De Trescalan, rien qu'un petit bonhomme.
C'est Jean Le Baud, - le gros finaud -
Denise sa compagne,
Tous les deux portant un baril
Rempli de vin d'Espagne.
17-)
Ceux d'Escoublac, n'ayant pas de quoi frire,
Arrivés là, se mettent tous à rire.
Joseph leur dit : - Sortez d'ici -
Vous n'êtes que canaille !
Allez aux landes de Bissin
Couper de la buaille.
18-)
Passent alors trois sergents de la Roche.

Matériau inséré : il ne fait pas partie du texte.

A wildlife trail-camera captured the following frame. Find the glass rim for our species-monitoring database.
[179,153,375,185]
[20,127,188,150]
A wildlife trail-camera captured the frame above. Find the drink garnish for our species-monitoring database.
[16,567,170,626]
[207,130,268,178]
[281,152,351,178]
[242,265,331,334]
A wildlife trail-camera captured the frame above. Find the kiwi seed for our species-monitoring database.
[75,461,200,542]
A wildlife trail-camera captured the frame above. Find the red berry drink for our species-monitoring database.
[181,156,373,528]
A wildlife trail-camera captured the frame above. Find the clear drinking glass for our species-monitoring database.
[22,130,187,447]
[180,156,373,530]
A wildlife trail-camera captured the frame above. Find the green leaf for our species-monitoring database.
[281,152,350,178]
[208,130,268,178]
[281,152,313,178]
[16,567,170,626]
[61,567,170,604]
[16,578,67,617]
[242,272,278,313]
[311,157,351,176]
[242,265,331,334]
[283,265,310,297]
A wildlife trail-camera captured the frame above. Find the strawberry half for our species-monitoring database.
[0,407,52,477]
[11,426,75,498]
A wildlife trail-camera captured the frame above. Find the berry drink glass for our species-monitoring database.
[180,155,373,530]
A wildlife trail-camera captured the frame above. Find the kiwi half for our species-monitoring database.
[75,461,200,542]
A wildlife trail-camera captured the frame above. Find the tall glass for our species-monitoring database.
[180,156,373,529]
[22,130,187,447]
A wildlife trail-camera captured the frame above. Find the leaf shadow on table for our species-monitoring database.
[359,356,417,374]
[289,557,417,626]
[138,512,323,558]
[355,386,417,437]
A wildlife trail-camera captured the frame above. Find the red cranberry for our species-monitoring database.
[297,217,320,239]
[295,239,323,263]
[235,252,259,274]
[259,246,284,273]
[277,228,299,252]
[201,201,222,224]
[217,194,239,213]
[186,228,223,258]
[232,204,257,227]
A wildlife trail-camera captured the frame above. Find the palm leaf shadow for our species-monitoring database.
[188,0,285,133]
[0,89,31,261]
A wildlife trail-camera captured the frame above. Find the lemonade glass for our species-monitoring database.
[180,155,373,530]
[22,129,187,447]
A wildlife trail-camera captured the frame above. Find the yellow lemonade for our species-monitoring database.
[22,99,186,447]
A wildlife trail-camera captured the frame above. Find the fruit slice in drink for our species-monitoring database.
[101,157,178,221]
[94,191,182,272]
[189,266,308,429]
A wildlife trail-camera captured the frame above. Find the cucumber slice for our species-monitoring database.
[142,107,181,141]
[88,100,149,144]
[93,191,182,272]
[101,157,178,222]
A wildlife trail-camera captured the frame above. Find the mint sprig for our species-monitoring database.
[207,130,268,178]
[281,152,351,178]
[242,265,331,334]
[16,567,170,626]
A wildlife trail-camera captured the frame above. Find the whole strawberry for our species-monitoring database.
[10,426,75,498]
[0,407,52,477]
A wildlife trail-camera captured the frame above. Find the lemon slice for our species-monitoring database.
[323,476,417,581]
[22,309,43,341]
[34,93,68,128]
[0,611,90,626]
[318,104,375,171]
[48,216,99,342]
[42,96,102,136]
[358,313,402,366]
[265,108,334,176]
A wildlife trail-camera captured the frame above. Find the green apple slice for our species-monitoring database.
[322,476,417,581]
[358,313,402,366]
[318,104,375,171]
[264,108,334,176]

Joseph les voit, et leur ferme la porte,
En leur disant - Allez, brigands -
De vous n'avons que faire !
Dont ils furent bien courroucés
Jean, Mabon et Allaire.
19-)
Ceux de Careil portant gros sel en poche,
Ceux de Saillé, du menu sans reproche
Sitôt parus - Les Bienvenus -
Soyez tous, dit Marie
Et Joseph leur fit boire un coup
De vin de Canarie.
20-)
Enfin trois rois, descendant de Guérande,
Où les bourgeois leur ont fait chair très grande,
Étant venus - Furent reçus -
Portant encens et myrrhe,
Rien n'était de trop de valeur
Pour traiter le vrai Sire !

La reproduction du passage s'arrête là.